“Se no início era uma ideia, uma vontade, havia um risco associado, não sabíamos se a coisa ia resultar. Chegar às mil toneladas, aos 11 trabalhadores, aos 11 pontos de entrega e aos cinco mil associados, significa que não somos só uma ideia, é mesmo um modelo que funciona, uma proposta de consumo em que muita gente se revê e que tem provado a sua sustentabilidade tanto social, como financeira”, disse à agência Lusa Isabel Soares, uma das mentoras do projeto.
A cooperativa Fruta Feia, que tem hoje 158 agricultores como parceiros, resulta de uma ideia de quatro amigos para aproveitar cerca de um terço da fruta e vegetais que os supermercados desperdiçam, por considerarem que não têm o aspeto perfeito que os consumidores procuram ou o calibre necessário.
Isabel Soares explicou que com o dinheiro das receitas a Fruta Feia paga os custos de funcionamento, “um valor justo aos agricultores pelos seus produtos” e “um salário justo” aos trabalhadores, que possuem um contrato sem termo.
“É essa a prova de que o modelo funciona. É que mil toneladas já é muita fruta, não é ‘salvamos uns quilinhos do lixo’. Não é isso, já dá que pensar e há muita gente que se está a interessar pelo nosso modelo”, frisou.
É por isso que a Fruta Feia tem recebido muitos visitantes estrangeiros que querem replicar o modelo “inovador e que foi pensado do zero”, explicou Isabel Soares, avançando que já houve quem se inspirasse, apesar de ser uma empresa com fins lucrativos e não uma cooperativa, como o projeto português.
“Todo o dinheiro que fazemos é para pagar os nossos custos, não há lucro para ser repartido pelos fundadores da cooperativa. Nos Estados Unidos foi criada uma empresa, estiveram connosco uma semana para ver como funcionávamos e levaram o modelo com eles”, contou.

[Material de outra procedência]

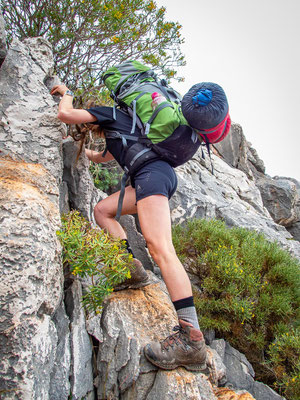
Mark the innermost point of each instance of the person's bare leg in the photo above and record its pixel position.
(106, 210)
(155, 222)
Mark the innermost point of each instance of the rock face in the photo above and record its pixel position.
(228, 195)
(31, 273)
(123, 371)
(49, 348)
(3, 49)
(280, 195)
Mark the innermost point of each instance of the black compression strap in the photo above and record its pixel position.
(184, 303)
(121, 197)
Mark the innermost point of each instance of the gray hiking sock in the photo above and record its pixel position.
(189, 315)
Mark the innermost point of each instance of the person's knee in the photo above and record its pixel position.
(160, 252)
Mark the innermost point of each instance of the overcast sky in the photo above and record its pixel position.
(251, 48)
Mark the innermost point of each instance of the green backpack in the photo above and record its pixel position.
(164, 130)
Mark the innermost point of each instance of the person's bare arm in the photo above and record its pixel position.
(66, 112)
(97, 156)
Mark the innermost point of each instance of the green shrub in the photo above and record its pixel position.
(90, 252)
(105, 177)
(250, 288)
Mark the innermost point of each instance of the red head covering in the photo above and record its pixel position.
(218, 133)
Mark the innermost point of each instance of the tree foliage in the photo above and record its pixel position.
(88, 36)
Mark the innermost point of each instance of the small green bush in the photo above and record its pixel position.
(250, 290)
(90, 252)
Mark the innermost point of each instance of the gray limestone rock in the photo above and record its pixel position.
(228, 195)
(281, 196)
(3, 47)
(59, 378)
(240, 374)
(131, 319)
(81, 345)
(31, 271)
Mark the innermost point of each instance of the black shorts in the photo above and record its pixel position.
(157, 177)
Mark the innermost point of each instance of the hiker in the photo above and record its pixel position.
(152, 185)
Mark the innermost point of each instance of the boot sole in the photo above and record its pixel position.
(192, 367)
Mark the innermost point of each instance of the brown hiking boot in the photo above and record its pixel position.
(139, 277)
(185, 348)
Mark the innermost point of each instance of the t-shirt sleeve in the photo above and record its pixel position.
(104, 115)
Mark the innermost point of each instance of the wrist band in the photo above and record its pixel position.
(69, 93)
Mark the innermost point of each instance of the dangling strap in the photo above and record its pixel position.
(133, 117)
(133, 104)
(139, 154)
(121, 197)
(153, 116)
(209, 153)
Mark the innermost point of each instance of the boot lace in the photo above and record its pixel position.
(175, 339)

Isabel Soares reconhece que no início teve medo que o projeto não funcionasse, até porque era para ajudar os agricultores e a sua primeira reação “não foi muito boa”, por não acreditarem na sua veracidade.
“Comecei a pressentir que ia correr bem quando abrimos inscrições e em menos de uma semana já tínhamos mais de 100 inscrições. Tivemos de limitar o arranque a 120 pessoas quando o modelo estava pensado para 40″, contou.
Foi então que começou a sentir a adesão dos consumidores e a achar que iria correr bem, mas nunca ao nível do que acontece hoje, quando se chega às 1.080 toneladas de frutas e legumes salvos do lixo.
Neste momento, a Fruta Feia tem cinco mil associados e são salvas 15 toneladas por semana do desperdício. De acordo com Isabel Soares, há agricultores que só com o dinheiro da Fruta Feia conseguiram contratar mais um funcionário.
“Há muitos agricultores que através de nós, a maior parte mesmo, escoam tudo o que é ‘feios’. Isso é ótimo, sentir que há coisas que não estão a ir para o lixo por uma razão estética porque nós estamos lá e estamos a agir”, acrescentou.
Ainda existem agricultores interessados em participar no projeto, mas que, apesar de cumprirem o requisito de não terem práticas agressivas com o meio ambiente, têm de ficar de fora, já que a Fruta Feia segue uma política de consumo de proximidade e a cooperativa não se desloca mais de 70 quilómetros dos pontos de entrega para ir buscar os ‘feios’.
Nos últimos três anos, e devido a um projeto da União Europeia, foi possível abrir oito pontos de entrega, sendo Braga e Amadora os últimos dois e aqueles que vão agora necessitar de consolidação.
Para o futuro, Isabel Soares espera continuar a abrir delegações, embora a um ritmo “menos desenfreado”, lembrando que ainda há agricultores a precisar de ajuda e 14 mil pessoas em lista de espera.
Atualmente, as cestas de ‘fruta feia’ — pequenas (três/quatro quilos e cinco a sete variedades) e a grande (com seis/oito quilos e sete a nove variedades) — podem ser recolhidas em Lisboa (quatro pontos), Porto, Braga, Amadora, Parede, Matosinhos, Vila Nova de Gaia e Almada. Os cabazes são compostos por frutas e hortaliças, que variam semana a semana conforme a altura do ano.
“Gente bonita come fruta feia” é o lema do projeto, que pretende associar “bons ideais às pessoas que estão dispostas a comer” esta fruta não normalizada, para evitar o desperdício alimentar, concluiu Isabel Soares.